Uli: Im Grunde gab es drei Lebensstränge zwischen 14 und 20: Es gab eine Pflicht, das war Schule. Es gab Gemeinde, ein Riesenfeld voller Möglichkeiten. Und es gab meine individuelle Persönlichkeit, wo ich manches neu entdeckt habe. Zum Beispiel die Theaterwelt.

Es gab ein Theater in Cuxhaven, wo pro Jahr um die zwanzig Tourneeschauspiele aufgeführt wurden. Durch einen Kumpel vom Wirtschaftsgymnasium fand ich dort einen Job als Kulissenschieber – nachmittags und spätabends. Die Ensembles kamen mit einem großen Laster und wir schleppten die Kulissen anderthalb Geschosse rauf in die Schulaula, die als Theater diente. Das gab Geld und man durfte natürlich während der Vorstellung dabei sein. Ich habe mich immer darum gerissen, am Schluss den Vorhang zu ziehen, oder habe manchmal oben auf der Beleuchterbrücke gelegen und Fotos gemacht. Ruth Maria Kubitschek oder Elisabeth Flickenschildt – ganz nah. Ich saß in der Schulbibliothek und wälzte die Jahrgänge von »Theater heute«. Damals hätte ich mir auch vorstellen können, Regisseur zu werden. Das war dann wieder die kreative Ader ...

Dann habe ich zwei Sommer lang in einer der vielen Strandgaststätten als Tellerwäscher gearbeitet und Fischreste von den Platten geputzt. Das gab ordentlich Geld für mein erstes Auto. Und hier in der Fischfabrik im Hafen habe ich als Beifahrer auf einem Laster Aludosen verladen. In dieser bunten Dreiteilung »Schule, Gemeindewelt und Selbsterprobung« war das eine superspannende Zeit und hat vieles angelegt.

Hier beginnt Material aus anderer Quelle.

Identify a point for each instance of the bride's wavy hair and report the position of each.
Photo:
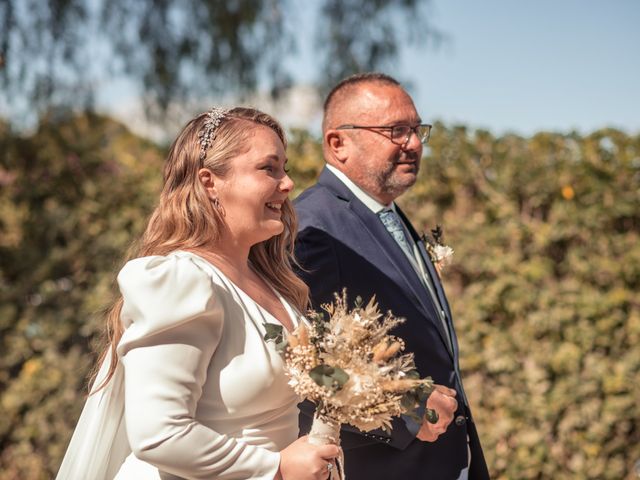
(186, 218)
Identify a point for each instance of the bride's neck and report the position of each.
(233, 263)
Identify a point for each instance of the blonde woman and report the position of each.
(187, 387)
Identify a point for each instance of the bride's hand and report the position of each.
(304, 461)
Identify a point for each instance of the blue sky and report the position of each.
(526, 66)
(506, 66)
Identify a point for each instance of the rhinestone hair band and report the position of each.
(208, 134)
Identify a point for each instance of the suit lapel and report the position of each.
(401, 271)
(435, 280)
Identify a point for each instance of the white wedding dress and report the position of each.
(198, 393)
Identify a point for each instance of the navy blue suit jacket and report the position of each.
(342, 243)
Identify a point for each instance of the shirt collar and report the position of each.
(370, 202)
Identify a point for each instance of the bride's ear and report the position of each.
(207, 180)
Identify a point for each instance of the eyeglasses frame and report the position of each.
(375, 129)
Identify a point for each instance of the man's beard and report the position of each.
(394, 183)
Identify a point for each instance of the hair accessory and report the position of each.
(207, 134)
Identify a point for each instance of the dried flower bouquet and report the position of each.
(352, 368)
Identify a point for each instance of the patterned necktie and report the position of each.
(393, 224)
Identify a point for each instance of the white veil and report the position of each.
(99, 443)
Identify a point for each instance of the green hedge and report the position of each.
(544, 284)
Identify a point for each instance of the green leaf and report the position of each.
(330, 377)
(274, 332)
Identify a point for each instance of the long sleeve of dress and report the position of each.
(173, 327)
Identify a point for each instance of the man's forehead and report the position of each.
(386, 103)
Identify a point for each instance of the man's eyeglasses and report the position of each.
(400, 134)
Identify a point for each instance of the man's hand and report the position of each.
(443, 401)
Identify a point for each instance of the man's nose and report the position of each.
(413, 143)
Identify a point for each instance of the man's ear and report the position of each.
(338, 144)
(206, 178)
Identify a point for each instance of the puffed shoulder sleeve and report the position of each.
(173, 324)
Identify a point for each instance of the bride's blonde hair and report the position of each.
(186, 218)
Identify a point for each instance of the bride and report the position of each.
(187, 387)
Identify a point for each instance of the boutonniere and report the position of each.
(441, 255)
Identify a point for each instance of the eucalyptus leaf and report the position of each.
(330, 377)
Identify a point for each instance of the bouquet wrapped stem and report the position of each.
(325, 431)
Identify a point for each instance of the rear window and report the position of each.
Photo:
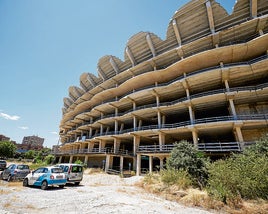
(22, 167)
(77, 168)
(56, 170)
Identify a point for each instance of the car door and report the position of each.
(34, 178)
(7, 171)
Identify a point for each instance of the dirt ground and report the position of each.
(97, 193)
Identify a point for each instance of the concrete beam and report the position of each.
(210, 17)
(101, 73)
(91, 81)
(114, 65)
(150, 44)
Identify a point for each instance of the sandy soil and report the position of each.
(97, 193)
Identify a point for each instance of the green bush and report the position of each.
(172, 176)
(242, 175)
(185, 156)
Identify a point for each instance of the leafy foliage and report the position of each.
(242, 175)
(7, 149)
(185, 156)
(172, 176)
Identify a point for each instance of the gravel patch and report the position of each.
(97, 193)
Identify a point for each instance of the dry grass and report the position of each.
(198, 198)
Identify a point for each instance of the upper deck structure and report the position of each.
(206, 83)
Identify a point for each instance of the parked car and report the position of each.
(15, 172)
(3, 164)
(74, 172)
(45, 177)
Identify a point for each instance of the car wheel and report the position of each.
(9, 178)
(25, 182)
(44, 185)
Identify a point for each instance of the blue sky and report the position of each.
(45, 45)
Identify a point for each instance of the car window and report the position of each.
(22, 167)
(56, 170)
(66, 168)
(40, 170)
(77, 169)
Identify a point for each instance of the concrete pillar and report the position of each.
(116, 126)
(150, 164)
(107, 162)
(134, 123)
(121, 163)
(71, 159)
(136, 144)
(159, 118)
(161, 162)
(231, 102)
(195, 137)
(116, 145)
(86, 160)
(191, 114)
(239, 134)
(138, 168)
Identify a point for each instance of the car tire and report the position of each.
(10, 178)
(25, 182)
(44, 185)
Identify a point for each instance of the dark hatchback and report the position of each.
(3, 164)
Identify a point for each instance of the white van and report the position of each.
(74, 172)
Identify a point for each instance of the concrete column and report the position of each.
(161, 137)
(239, 134)
(231, 102)
(195, 137)
(161, 162)
(159, 118)
(191, 114)
(150, 164)
(121, 163)
(116, 144)
(227, 85)
(107, 162)
(136, 143)
(138, 168)
(86, 160)
(71, 159)
(116, 126)
(134, 123)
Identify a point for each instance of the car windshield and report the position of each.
(56, 170)
(22, 167)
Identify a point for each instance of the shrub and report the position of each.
(185, 156)
(242, 175)
(180, 178)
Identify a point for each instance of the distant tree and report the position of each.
(7, 149)
(31, 154)
(185, 156)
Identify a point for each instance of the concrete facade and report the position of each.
(206, 83)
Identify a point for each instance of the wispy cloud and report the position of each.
(23, 127)
(9, 117)
(54, 133)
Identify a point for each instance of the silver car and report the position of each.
(74, 172)
(15, 172)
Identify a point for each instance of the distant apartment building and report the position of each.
(206, 83)
(30, 143)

Thomas: Du hast beschrieben, wie dein Bruder Otto seine neue Gotteserfahrung gemacht hat, wie er ein Stück weit auch aus seinem bisherigen Frömmigkeitsstil ausgebrochen ist, weil sich ihm eine neue Tür geöffnet hat. Wie hast du in der Lebensphase von 18,20 Jahren selbst Gott erfahren? Hast du ihn vor allem im Kontext deines Tuns erlebt, in dem er dabei war und segnete und gute Ideen gab? Oder gab es darüber hinaus andere persönliche oder emotionale Gottesmomente, Gegenwartsmomente? Hast du in Zungen gesprochen oder so?

Uli: Nein, da war nicht viel – keine großen Gotteserfahrungen im klassischen Sinne. Meine wesentliche Glaubensschiene war, dass ich zu Gottes Aktivteam in dieser Welt gehörte. Wir haben für ihn geschuftet, waren busy – und wir wussten, wo es langgeht und wo wir hinwollten! Meine Ebene von Gotteserfahrung war dieses Aktivsein für ihn. Wenn es schöne Lieder auf der Bühne gab, weil mein Jugendchor da war, oder Peter Strauch eine tolle Predigt gehalten hat – das hat mich überzeugt, das hat mich neu gefüllt, aber es war nicht Gotteserfahrung in einem tiefen persönlichen Sinn. Das ist ja auch später ein gewisses Problem geworden. Ich hätte gar nicht gewusst, wie ich ...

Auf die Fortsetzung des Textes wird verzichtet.